Rudi's View | Aug 10 2017

This story features SUNCORP GROUP LIMITED, and other companies. For more info SHARE ANALYSIS: SUN

Second part of this week's Weekly Insights, containing:

-Conviction Calls: Goldman Sachs, Wilsons, Citi, CS, UBS
-Worry About The '7' In 2017
-Resources Stocks: It's Different In August
-Rudi On BoardRoomRadio
-2016 – L'Année Extraordinaire
-All-Weather Model Portfolio
-Rudi On TV
-Rudi On Tour

Conviction Calls: Goldman Sachs, Wilsons, Citi, CS, UBS

By Rudi Filapek-Vandyck, Editor

Bankinsurer Suncorp ((SUN)) was tipped by some to likely surprise to the upside this August reporting season, but the opposite materialised. Even those with a positive bias had to admit: this was an unexpectedly weak performance from Queensland's largest financial institution.

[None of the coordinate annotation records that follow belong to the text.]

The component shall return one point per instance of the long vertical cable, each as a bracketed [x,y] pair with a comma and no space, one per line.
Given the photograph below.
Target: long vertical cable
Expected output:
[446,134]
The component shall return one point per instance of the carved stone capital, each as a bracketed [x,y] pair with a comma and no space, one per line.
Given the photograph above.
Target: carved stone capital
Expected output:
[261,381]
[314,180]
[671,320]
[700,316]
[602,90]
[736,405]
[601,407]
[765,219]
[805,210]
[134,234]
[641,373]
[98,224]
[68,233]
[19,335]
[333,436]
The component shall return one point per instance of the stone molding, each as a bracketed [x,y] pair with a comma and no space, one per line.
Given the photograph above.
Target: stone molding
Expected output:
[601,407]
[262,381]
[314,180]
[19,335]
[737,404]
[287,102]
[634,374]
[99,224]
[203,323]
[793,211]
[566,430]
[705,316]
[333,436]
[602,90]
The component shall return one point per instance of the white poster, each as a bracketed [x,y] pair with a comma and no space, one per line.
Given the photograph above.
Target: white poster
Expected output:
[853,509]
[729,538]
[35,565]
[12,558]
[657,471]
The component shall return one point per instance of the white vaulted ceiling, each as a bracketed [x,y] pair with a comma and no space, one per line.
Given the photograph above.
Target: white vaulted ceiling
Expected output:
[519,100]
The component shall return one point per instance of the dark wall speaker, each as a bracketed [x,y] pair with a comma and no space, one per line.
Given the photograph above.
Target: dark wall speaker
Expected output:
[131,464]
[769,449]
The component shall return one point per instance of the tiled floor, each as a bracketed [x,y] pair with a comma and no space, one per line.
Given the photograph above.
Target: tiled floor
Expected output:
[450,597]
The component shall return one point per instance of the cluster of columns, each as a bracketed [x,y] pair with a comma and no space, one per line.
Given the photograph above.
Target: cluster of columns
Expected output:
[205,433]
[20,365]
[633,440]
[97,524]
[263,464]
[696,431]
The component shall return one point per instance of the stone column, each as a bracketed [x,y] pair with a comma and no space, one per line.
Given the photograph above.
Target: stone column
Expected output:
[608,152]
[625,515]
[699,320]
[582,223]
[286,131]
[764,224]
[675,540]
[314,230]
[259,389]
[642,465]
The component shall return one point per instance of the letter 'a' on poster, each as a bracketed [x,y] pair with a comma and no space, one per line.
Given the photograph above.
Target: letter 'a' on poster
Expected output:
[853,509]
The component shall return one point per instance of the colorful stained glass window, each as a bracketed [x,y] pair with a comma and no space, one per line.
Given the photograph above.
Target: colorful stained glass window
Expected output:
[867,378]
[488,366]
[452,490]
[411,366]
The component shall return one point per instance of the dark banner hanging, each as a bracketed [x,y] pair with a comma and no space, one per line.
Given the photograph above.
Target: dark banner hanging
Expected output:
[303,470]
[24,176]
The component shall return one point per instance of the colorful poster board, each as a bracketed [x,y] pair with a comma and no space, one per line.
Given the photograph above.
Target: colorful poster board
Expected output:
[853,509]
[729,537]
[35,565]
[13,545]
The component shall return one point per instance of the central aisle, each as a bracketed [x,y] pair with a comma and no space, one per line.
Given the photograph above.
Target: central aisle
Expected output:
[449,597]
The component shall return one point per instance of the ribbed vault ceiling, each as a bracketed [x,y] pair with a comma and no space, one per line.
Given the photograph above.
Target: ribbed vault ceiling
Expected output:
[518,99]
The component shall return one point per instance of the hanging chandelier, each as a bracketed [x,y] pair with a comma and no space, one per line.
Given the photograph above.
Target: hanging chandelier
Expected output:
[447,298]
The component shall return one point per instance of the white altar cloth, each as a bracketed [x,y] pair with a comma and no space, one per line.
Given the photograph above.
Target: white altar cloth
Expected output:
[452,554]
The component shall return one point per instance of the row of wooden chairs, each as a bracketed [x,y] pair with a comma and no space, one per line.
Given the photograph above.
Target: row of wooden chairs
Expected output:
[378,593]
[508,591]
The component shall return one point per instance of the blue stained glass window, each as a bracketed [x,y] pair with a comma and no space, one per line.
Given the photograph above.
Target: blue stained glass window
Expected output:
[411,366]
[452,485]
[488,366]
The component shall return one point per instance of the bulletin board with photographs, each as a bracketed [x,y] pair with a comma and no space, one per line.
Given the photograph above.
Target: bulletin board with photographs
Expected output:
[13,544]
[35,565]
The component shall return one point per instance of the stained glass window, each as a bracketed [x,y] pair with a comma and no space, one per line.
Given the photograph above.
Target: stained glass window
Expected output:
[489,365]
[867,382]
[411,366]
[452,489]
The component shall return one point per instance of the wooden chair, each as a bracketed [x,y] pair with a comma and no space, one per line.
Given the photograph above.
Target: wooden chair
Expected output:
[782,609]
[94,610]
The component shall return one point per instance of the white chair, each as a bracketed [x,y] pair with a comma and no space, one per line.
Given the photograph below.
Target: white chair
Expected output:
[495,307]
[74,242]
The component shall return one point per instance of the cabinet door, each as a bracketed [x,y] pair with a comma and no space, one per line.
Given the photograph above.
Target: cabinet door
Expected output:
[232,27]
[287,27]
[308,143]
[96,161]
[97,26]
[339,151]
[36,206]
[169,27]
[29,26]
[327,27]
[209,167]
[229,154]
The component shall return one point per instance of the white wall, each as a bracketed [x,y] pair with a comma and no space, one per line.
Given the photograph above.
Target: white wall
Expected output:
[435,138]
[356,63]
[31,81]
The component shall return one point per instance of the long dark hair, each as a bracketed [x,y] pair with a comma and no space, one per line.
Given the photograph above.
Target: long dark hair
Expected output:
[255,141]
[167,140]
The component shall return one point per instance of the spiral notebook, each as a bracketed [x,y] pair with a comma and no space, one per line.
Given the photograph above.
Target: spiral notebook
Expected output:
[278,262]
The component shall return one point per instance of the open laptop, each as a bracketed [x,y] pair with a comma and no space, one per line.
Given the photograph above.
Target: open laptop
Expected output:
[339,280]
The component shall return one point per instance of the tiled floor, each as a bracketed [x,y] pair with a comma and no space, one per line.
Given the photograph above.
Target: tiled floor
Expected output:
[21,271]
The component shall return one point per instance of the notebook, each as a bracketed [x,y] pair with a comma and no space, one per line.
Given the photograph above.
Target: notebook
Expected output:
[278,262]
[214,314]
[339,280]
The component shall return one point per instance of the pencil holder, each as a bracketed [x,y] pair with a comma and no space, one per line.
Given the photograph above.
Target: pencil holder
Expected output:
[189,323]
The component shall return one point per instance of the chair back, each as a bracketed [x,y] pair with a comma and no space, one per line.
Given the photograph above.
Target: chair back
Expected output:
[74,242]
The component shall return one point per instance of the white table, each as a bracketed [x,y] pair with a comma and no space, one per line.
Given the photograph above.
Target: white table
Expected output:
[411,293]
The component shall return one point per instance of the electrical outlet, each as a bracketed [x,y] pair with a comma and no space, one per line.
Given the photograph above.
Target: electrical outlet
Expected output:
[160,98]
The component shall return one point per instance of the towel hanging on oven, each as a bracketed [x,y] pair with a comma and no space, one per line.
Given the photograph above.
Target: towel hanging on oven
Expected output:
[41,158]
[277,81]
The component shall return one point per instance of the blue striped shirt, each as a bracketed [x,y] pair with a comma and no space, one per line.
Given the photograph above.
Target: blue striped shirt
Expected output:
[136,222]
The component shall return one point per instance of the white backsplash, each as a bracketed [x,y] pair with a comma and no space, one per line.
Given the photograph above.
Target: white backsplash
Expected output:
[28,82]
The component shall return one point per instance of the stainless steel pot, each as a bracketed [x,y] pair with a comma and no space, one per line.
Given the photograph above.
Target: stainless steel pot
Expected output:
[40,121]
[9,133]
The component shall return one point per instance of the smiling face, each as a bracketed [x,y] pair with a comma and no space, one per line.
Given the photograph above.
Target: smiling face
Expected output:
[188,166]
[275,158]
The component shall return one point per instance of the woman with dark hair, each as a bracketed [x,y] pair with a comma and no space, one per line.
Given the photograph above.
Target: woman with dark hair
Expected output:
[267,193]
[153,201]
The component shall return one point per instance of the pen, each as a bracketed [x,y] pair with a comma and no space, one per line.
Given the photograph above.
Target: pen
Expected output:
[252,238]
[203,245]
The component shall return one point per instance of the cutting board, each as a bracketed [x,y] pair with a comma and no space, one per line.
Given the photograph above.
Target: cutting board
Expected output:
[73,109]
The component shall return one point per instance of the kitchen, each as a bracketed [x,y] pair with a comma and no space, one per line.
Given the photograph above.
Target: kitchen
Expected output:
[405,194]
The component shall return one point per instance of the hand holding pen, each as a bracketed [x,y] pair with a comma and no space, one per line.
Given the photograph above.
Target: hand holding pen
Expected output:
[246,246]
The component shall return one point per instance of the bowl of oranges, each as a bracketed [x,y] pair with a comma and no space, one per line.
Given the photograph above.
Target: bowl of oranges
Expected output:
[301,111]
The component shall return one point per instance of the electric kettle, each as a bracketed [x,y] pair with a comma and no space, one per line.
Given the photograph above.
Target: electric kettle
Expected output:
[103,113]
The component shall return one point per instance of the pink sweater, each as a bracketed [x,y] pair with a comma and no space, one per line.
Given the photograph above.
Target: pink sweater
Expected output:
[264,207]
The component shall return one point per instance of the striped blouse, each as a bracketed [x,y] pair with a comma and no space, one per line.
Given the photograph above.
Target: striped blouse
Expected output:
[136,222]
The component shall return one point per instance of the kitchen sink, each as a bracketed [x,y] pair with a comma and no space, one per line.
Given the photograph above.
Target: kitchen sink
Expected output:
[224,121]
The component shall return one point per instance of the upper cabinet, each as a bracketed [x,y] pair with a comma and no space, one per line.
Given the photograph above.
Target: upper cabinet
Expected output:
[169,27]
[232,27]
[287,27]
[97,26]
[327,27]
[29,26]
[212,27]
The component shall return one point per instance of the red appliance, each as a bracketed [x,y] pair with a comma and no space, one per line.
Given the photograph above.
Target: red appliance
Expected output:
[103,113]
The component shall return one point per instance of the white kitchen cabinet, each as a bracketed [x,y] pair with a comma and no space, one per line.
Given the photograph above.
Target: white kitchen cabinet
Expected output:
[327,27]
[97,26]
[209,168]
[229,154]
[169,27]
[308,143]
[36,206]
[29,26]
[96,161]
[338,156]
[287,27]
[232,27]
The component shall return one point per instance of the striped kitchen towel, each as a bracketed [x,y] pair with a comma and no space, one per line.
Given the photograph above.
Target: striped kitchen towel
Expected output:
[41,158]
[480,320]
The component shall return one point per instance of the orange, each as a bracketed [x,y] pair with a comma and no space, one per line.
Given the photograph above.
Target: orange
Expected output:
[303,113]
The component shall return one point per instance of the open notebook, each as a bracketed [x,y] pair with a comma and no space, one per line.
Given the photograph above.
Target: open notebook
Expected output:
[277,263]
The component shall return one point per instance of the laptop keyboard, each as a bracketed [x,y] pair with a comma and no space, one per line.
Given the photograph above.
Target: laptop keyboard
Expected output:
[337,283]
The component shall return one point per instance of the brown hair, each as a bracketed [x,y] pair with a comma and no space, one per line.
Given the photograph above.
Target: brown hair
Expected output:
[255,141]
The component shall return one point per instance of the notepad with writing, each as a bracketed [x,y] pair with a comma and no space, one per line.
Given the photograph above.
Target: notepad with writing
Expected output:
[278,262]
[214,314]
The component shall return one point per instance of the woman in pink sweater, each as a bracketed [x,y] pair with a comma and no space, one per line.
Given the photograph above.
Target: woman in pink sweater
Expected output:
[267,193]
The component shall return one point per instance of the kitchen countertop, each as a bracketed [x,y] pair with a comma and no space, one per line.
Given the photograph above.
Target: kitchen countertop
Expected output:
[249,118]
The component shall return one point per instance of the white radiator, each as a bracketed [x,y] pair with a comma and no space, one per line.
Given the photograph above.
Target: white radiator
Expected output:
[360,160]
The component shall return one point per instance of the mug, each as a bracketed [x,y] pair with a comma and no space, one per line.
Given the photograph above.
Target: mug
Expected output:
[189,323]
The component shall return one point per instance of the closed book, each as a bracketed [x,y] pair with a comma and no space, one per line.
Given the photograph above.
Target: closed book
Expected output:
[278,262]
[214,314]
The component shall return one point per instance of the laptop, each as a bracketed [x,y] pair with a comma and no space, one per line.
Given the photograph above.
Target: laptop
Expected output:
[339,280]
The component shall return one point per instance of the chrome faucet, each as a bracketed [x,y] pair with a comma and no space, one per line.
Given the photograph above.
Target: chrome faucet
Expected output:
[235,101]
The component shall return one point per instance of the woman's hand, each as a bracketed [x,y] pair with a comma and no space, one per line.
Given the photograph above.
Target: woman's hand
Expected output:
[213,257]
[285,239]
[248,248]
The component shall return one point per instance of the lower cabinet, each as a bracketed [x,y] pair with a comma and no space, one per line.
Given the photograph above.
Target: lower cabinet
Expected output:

Analysts at Goldman Sachs had included Suncorp in their Australia/NZ Buy List, but the weak result has triggered a downgrade to Hold and the stock has swiftly been removed from what is best described as Goldman Sachs's select list of Conviction Buys in the Australian share market.

It is the analysts' conclusion now that "earnings trajectory is less compelling in the near term", plus "less prospect of capital management". This is not to say the share price will continue to fall as investors grapple with the shock financial performance. FNArena's market consensus has the shares trading on 5.5% dividend yield, ex 100% franking, and that should keep a firm hand under the share price during times of still exceptionally low bond yields.

Let's just say that Suncorp has instantaneously become less boring, but also not as safe as most investors thought it was pre last week. But with low risk for dividend reductions in the years ahead, no doubt yield hunters have the stock now firmly on their radar.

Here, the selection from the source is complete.